Department of Redundancies Dept.

• A reader caught Chrissy Evert, covering the U.S. Open, say that a player “is currently without a coach right now.

• Reporting on a Novak Djokovic match at the Open, an Associated Press correspondent wrote this: “. . . the ultimate outcome seemed fairly obvious after all of about 15 minutes.” Ultimate is superfluous here.

• And good ol’ Gabe Lacques, still at USA TODAY, came through for us again: “He led the American League in homes runs in 2013 and 2015 but also led the league in strikeouts as well.” Gotta cut back on those qualifiers, Gabe.    

• A reader heard Sharrie Williams, on Philadelphia’s Channel 6 Action News, inexplicably refer to “victims coming off a ship vessel.” Choose one or the other, but not both.

• With the advent of another football season, we will be treated, again and again, to that old referee’s refrain: “The previous play is under further review,” which implies that it has already been reviewed.

• And finally, Josh Tolentino, writing in The Inquirer’s sports pages: “Traditionally, starters typically don’t play in the preseason finale.” See previous item.

How long, oh Lord, how long?

(In which we call out misuse of that most maligned punctuation mark, the apostrophe)

Isabel Hughes, writing in the Wilmington News Journal: “While the devices are not fix-all’s, studies have shown cameras and light can reduce crime.” Why, we ask, is an apostrophe needed there?

Quashing this Trend

Reader Mimi Gregor laments the mistaken use of squash where quash should be the choice.
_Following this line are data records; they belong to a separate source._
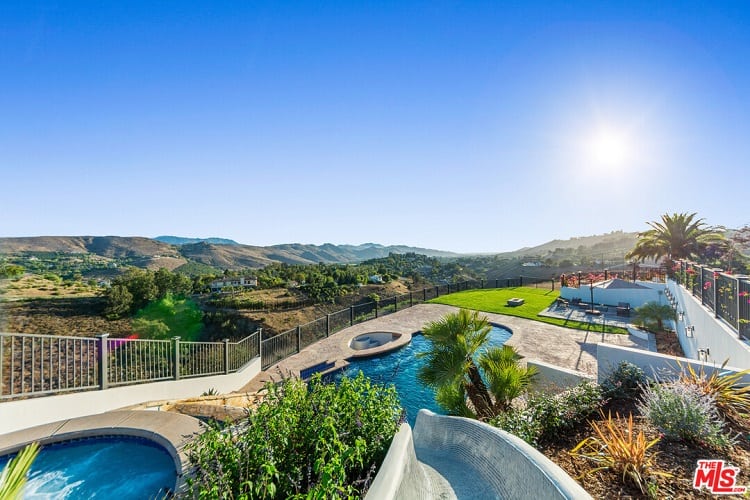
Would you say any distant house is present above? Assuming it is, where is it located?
[209,276,258,292]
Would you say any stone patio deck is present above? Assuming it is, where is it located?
[238,304,648,392]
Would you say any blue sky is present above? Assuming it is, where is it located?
[0,0,750,252]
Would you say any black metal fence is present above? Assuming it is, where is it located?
[0,330,261,400]
[261,276,555,370]
[673,261,750,339]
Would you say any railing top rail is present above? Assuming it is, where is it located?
[0,332,99,342]
[107,337,172,344]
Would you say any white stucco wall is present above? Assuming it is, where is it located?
[560,281,667,309]
[596,344,750,383]
[0,357,260,434]
[667,281,750,369]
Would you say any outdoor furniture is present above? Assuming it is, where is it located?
[617,302,630,316]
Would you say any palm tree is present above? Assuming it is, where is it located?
[626,213,726,261]
[417,309,536,420]
[0,443,39,499]
[633,302,677,332]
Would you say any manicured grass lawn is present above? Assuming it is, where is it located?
[430,286,628,333]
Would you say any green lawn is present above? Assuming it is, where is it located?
[430,286,628,333]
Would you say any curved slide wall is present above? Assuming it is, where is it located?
[366,410,591,500]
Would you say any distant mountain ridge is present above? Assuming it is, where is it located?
[0,236,460,269]
[154,236,239,245]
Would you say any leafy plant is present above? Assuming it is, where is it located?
[570,413,669,493]
[188,373,402,498]
[491,381,604,446]
[678,361,750,421]
[601,361,646,399]
[417,309,536,421]
[638,381,731,447]
[633,302,677,332]
[0,443,39,499]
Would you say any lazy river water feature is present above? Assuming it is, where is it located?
[334,325,512,427]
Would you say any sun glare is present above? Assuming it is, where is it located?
[587,128,632,168]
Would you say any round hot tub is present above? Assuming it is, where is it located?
[349,332,400,351]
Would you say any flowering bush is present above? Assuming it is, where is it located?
[188,373,401,498]
[638,381,731,446]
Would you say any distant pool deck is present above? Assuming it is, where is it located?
[238,304,649,392]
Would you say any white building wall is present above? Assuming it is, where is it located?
[0,357,261,434]
[667,280,750,369]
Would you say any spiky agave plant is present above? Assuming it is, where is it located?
[0,443,39,500]
[677,360,750,422]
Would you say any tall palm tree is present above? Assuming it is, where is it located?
[626,213,726,261]
[417,309,536,420]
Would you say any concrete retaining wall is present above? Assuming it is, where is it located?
[667,281,750,368]
[596,344,750,383]
[0,358,260,434]
[560,281,666,309]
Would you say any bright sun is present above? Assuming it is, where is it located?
[587,128,632,168]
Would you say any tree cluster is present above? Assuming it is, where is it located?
[104,267,193,319]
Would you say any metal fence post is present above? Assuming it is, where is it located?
[172,337,180,380]
[224,339,229,375]
[97,333,109,391]
[713,271,719,318]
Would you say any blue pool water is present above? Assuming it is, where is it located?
[0,436,177,499]
[344,326,511,427]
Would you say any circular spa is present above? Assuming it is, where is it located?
[0,436,177,498]
[349,332,401,351]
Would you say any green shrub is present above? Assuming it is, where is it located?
[638,381,731,447]
[601,361,646,399]
[491,381,604,445]
[188,373,402,498]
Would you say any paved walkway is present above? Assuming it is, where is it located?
[238,304,648,392]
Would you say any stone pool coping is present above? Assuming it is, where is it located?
[0,411,205,493]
She cites two recent examples from TNJ:

• “The best way to squash this [the Delta variant] and to prevent future mutations and more serious variants is everybody gets vaccinated now,” Rattay said.

• And in an op-ed piece by Scott Jennings there was this:  “But let’s be honest — liberals have long desired the power to squash conservative speech, even before today’s concerns about vaccine hesitancy.”
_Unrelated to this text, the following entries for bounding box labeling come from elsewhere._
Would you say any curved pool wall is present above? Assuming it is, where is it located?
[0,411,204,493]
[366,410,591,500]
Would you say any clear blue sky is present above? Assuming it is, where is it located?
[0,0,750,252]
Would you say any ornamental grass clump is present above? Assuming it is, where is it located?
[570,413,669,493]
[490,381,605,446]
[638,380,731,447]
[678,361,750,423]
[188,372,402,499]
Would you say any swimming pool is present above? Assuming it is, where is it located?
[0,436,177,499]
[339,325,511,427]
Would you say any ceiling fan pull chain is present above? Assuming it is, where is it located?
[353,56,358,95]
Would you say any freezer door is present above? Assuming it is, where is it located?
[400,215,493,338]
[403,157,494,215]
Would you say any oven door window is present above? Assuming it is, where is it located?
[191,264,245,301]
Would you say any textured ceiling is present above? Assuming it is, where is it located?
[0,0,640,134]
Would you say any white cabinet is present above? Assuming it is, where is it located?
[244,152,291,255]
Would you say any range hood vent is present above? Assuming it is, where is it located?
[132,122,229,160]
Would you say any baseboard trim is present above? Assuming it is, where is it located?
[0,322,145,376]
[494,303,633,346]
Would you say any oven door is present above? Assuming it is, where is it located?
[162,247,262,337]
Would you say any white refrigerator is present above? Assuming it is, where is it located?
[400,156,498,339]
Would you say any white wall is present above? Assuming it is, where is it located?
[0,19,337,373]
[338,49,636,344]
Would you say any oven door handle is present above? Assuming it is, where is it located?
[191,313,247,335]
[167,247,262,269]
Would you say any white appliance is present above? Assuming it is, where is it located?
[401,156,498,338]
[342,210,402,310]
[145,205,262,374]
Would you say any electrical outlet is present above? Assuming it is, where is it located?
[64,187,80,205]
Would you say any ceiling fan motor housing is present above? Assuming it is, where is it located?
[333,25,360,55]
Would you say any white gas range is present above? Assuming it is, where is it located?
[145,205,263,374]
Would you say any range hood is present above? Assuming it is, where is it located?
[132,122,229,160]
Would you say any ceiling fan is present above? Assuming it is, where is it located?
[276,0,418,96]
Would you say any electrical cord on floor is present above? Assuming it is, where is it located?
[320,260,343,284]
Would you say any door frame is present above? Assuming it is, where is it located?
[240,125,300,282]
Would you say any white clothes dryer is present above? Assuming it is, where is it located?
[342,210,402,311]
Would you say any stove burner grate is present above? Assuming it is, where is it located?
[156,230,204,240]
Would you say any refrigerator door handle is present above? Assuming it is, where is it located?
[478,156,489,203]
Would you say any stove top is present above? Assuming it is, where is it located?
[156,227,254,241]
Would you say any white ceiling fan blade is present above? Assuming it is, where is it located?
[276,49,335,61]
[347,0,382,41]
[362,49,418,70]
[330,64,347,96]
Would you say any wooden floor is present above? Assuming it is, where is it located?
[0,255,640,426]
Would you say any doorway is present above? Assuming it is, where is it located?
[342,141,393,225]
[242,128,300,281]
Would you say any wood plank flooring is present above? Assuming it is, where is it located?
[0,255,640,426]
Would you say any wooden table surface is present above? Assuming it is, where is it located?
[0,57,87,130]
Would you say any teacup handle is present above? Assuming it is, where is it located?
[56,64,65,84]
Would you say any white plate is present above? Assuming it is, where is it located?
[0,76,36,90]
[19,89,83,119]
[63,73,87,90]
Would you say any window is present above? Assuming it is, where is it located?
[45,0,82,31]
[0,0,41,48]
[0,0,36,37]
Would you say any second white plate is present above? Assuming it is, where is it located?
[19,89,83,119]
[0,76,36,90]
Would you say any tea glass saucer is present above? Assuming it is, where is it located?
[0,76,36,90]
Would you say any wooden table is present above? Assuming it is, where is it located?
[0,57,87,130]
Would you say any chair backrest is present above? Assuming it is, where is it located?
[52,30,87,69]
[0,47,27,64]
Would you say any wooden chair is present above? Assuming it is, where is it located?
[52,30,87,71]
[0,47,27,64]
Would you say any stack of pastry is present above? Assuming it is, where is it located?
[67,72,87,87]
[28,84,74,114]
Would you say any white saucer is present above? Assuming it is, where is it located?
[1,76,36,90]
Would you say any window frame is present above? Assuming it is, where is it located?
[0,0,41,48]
The careful writer uses squash only when referring to physically flattening  something by crushing or squeezing. Quash should be used in the figurative sense, meaning to cancel, put an end to, suppress.


Pronounced janus-fayst, it means having two sharply contrasting aspects or characteristics; insincere or deceitful – after Janus, the Roman god of doors, gates, and transitions.